A Board of Standards and Appeals application for a special order calendar application that ultimately would allow a building project at 5-11 47th Ave., including a mixed use building and a CUNY dormitory was laid over. Speaking for O’Connor Partners, owner of the project, was Howard Goldman, who requested the matter be taken up at the November meeting.

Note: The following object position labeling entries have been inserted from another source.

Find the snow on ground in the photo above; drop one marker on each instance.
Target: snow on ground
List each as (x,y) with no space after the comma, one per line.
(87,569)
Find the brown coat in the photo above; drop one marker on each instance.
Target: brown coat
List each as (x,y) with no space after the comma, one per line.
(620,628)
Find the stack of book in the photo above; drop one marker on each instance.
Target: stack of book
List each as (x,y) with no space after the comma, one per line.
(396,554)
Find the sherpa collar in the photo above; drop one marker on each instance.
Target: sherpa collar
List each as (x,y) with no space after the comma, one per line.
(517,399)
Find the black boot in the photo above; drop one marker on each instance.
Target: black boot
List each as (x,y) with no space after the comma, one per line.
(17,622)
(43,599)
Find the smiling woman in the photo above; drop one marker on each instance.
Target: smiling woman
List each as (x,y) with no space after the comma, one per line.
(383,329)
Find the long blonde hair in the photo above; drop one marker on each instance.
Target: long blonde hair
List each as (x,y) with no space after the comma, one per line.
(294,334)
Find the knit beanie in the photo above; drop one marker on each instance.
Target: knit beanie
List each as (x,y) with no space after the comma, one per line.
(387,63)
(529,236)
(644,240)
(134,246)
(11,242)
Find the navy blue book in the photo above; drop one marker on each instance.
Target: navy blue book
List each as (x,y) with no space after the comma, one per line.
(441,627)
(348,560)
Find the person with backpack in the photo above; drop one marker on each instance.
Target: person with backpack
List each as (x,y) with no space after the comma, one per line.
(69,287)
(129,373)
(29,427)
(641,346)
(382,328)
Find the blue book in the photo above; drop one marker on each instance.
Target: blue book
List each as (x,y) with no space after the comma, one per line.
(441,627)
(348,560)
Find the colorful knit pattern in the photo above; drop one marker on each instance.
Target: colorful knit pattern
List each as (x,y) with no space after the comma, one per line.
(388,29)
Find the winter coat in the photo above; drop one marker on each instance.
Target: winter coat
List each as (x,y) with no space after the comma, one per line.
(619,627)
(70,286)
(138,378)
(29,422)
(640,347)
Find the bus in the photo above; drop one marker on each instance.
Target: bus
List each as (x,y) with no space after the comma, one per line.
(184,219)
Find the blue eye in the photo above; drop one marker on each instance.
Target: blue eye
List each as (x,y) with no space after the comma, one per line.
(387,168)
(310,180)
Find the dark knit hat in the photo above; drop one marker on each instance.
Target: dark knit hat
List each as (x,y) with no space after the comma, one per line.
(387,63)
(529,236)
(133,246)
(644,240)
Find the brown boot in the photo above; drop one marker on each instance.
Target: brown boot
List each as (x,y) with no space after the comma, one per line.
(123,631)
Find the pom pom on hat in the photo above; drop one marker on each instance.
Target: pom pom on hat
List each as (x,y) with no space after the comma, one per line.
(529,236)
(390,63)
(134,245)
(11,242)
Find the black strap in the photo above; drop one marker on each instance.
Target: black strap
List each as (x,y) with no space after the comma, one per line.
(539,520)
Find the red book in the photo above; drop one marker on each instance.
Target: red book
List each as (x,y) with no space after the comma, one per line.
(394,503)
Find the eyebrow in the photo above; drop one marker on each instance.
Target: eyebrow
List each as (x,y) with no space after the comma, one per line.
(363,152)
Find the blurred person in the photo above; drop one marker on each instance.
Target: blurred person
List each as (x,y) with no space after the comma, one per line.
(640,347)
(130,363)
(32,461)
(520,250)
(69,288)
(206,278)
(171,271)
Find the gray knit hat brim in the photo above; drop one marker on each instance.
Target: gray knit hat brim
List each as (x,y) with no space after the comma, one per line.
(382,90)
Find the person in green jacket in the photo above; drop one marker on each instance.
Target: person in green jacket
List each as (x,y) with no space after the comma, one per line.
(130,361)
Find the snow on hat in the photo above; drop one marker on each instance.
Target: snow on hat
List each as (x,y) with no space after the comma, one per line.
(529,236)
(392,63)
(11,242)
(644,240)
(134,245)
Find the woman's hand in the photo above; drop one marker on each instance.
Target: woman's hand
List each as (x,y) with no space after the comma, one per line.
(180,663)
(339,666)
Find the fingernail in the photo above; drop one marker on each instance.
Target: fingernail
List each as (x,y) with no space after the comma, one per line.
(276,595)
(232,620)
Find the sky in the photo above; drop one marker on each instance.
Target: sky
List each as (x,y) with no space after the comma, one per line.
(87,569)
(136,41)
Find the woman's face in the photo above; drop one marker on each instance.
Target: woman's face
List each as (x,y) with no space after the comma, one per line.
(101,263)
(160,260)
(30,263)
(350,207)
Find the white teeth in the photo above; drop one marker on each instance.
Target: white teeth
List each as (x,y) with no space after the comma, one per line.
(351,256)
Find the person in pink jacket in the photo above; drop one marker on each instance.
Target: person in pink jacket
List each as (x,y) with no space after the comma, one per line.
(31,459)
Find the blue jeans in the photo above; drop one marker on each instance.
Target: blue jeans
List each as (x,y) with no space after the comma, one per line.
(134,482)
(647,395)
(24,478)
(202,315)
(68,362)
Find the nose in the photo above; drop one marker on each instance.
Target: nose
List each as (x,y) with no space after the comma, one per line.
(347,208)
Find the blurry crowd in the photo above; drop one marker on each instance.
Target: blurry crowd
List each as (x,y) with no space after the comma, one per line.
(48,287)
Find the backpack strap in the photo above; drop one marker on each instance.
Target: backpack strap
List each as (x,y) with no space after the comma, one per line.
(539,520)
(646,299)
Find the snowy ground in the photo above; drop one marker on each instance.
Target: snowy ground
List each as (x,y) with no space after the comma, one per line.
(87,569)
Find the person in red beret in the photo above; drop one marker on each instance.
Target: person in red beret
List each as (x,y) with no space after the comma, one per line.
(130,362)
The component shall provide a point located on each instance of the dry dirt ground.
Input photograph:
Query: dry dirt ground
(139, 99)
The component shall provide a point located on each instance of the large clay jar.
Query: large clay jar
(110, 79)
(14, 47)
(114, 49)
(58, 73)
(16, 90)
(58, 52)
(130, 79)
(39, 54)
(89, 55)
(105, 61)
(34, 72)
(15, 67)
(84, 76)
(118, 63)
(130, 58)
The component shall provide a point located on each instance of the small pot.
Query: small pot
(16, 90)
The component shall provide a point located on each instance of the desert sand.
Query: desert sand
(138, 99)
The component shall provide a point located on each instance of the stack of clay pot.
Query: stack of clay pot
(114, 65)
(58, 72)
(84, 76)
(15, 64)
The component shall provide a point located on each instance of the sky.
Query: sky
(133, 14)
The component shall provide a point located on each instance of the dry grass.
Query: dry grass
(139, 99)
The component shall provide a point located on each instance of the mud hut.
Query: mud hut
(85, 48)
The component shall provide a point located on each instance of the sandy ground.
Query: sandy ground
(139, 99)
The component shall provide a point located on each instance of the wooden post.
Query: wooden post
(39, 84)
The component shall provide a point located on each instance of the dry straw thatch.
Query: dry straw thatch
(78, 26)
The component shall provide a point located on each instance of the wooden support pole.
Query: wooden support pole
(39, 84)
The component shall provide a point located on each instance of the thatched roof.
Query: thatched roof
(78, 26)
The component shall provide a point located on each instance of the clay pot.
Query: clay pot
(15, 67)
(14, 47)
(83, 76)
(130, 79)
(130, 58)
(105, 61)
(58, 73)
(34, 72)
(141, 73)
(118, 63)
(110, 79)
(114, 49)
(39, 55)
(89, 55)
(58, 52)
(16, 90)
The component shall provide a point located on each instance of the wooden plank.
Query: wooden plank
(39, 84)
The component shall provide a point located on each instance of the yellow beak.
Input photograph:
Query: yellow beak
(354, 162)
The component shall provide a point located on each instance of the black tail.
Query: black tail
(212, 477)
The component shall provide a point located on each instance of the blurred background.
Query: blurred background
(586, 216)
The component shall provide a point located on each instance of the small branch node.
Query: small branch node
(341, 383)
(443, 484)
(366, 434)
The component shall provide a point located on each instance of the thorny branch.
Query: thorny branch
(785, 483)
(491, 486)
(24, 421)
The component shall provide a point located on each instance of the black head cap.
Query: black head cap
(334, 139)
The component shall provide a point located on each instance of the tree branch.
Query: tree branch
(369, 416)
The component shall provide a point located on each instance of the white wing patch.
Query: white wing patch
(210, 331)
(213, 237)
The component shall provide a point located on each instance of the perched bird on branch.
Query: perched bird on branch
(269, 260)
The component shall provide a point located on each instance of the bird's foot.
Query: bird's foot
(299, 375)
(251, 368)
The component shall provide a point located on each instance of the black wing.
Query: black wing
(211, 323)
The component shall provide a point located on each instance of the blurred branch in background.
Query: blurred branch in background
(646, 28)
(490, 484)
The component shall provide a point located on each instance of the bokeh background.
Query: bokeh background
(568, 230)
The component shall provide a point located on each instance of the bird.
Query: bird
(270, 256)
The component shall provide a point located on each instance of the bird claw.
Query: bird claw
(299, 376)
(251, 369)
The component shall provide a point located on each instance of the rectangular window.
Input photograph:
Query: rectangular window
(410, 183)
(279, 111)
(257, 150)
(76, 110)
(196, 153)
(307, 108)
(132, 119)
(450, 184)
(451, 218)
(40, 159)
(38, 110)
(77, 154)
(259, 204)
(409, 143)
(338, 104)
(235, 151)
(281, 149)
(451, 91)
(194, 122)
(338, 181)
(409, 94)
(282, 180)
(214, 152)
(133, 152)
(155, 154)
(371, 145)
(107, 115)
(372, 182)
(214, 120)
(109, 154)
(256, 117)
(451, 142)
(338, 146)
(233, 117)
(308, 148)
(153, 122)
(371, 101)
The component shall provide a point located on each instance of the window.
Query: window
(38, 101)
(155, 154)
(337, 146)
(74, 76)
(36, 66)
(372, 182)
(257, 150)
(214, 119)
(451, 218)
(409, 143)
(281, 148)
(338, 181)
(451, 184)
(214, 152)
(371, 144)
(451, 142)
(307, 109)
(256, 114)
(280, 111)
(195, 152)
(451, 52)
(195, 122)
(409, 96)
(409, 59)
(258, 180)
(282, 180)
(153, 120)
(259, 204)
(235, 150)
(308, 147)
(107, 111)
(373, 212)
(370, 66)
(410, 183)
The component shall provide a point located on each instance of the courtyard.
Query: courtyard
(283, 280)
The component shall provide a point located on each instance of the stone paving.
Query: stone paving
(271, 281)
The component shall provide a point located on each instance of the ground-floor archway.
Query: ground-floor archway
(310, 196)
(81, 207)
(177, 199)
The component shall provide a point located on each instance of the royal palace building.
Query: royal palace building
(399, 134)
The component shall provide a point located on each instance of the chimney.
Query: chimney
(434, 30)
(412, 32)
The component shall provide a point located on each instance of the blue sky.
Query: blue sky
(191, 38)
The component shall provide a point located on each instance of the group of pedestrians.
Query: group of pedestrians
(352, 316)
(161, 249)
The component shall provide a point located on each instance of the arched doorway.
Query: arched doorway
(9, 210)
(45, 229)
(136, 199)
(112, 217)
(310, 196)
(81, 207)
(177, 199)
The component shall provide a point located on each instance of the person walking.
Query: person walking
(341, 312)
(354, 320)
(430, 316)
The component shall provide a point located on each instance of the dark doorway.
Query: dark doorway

News from Hunters Point was delivered by Peter Johnson, a resident with a series of complaints about the $2.57 million improvement project at Murray Playground. Despite that large budget, he said, the square-block park bordered by 45th Road, 11th Street, 45th Avenue and 21st Street is a disaster area. Trash piles up, rats move in, trees are planted badly and soon die, he said, concluding that Parks and Recreation is consistent only in its incompetence. Conley said that responsibility for sick or dying trees in the playground rests chiefly with the contractors hired by P. & R.
Penny Lee of the Department of City Planning announced that a brownfields meeting related to the Newtown Creek would be held at St. Mary’s Church, Vernon Boulevard and 10th Street, at 6 p.m. on Wednesday, October 27. Dorothy Morehead, of the board’s environmental committee, said that since Newtown Creek is now a Superfund site, five major corporations that have had industrial plants on the creek are open to pollution abatement lawsuits. Two of those corporations are Exxon Mobil, cited for causing one of the largest oil leaks in U.S. history –one that emptied into Newtown Creek–and Phelps Dodge, which, when it closed its Maspeth operation, left behind acres of pollution many feet deep.
Marvin Jeffcoat, who is leaving Board 2 for other pursuits, was presented with a plaque for his service on the military veterans committee and his work on behalf of residents of the veterans' shelter on Borden Avenue in Long Island City. Jeffcoat said that though he is leaving the board, he will be remaining in the area and will always serve the veterans. He left so much applause.